= Working title =

Preliminary title of a creative work

A working title is a preliminary name for a product or project. The usage is especially common in film and TV, gaming, music and publishing. It is often styled in trade publications as (wt) and is synonymous with production title and tentative title.

== Usage ==
Working titles are commonly used in film and TV, gaming, music, and publishing. They are used mainly because an official title has not yet been decided upon or to intentionally disguise the real nature of a project.

It is often styled in trade publications as (wt).

=== Usage as production titles ===
The terms "production title" and "tentative title" are sometimes used instead of "working title". Working titles are primarily a practical matter, just to prevent confusion as ideas for release titles can keep on changing for a variety of reasons.
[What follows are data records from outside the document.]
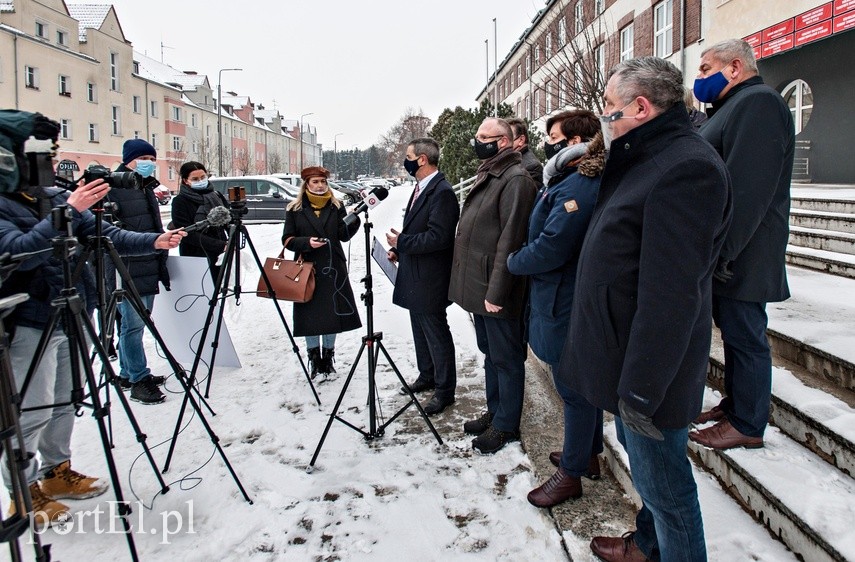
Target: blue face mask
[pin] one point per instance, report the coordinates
(708, 89)
(145, 168)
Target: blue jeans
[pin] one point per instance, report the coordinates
(132, 362)
(47, 431)
(583, 429)
(501, 342)
(315, 341)
(669, 521)
(747, 363)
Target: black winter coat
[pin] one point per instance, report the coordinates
(22, 231)
(752, 129)
(425, 248)
(641, 321)
(332, 309)
(138, 211)
(191, 206)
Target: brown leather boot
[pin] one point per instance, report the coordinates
(618, 549)
(559, 488)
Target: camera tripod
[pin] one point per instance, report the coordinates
(12, 445)
(373, 342)
(222, 291)
(97, 246)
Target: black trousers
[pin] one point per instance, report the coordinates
(435, 351)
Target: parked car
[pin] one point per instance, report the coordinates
(163, 194)
(266, 196)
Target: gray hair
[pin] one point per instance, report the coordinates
(656, 79)
(428, 147)
(732, 49)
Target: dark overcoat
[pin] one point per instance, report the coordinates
(492, 225)
(425, 248)
(191, 206)
(332, 309)
(641, 321)
(752, 129)
(137, 210)
(556, 229)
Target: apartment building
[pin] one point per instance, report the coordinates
(74, 64)
(802, 47)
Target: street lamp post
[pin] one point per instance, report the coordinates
(301, 138)
(220, 115)
(335, 153)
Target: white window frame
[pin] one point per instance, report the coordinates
(663, 28)
(65, 129)
(116, 120)
(31, 77)
(627, 42)
(114, 71)
(64, 85)
(798, 110)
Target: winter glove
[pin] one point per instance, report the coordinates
(638, 422)
(723, 270)
(44, 128)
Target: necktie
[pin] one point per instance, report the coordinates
(415, 195)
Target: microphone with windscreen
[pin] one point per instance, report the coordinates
(218, 216)
(372, 199)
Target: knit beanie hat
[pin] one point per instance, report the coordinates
(134, 148)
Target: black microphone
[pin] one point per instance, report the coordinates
(218, 216)
(371, 200)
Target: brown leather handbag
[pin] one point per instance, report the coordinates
(291, 280)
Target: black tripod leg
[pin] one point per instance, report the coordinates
(77, 348)
(294, 347)
(413, 399)
(333, 414)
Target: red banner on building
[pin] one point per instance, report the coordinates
(844, 22)
(778, 30)
(843, 6)
(755, 39)
(813, 33)
(813, 17)
(779, 45)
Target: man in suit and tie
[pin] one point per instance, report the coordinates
(423, 249)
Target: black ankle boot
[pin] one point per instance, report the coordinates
(315, 361)
(329, 352)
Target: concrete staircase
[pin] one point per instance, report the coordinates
(800, 486)
(822, 232)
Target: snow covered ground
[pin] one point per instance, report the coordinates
(402, 497)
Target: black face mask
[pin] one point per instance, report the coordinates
(412, 166)
(553, 149)
(485, 150)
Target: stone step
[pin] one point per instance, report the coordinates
(837, 222)
(823, 204)
(820, 260)
(802, 500)
(731, 531)
(827, 240)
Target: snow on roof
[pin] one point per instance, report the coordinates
(90, 16)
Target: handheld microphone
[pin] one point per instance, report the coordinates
(218, 216)
(372, 199)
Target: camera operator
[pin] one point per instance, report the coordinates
(137, 210)
(26, 226)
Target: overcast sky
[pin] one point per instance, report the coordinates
(357, 65)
For example, while James Bond films are commonly produced under numerical titles such as Bond 22 until the official title is announced as part of its marketing, release titles may also change because of significant changes to the plot during production, as happened with Disney's The Emperor's New Groove, whose working title was Kingdom of the Sun.

In some cases a working title may ultimately be used as the release title, as in the case of leading man Samuel L. Jackson insisting on the title Snakes on a Plane, after he learned the title was going to be changed to Pacific Air Flight 121 upon release.

=== Usage as a ruse title ===
Fake production titles are frequently used by high-profile films or television series to prevent undesired attention by the press or fandom, price gouging by suppliers and casual or targeted theft. Notable examples of ruse titles include Blue Harvest (Return of the Jedi), Incident of 57th Street (Harry Potter and the Chamber of Secrets), Red Gun (House of the Dragon), and the Batman films Batman Begins, The Dark Knight and The Dark Knight Rises, which were produced under the titles The Intimidation Game, Rory's First Kiss and Magnus Rex.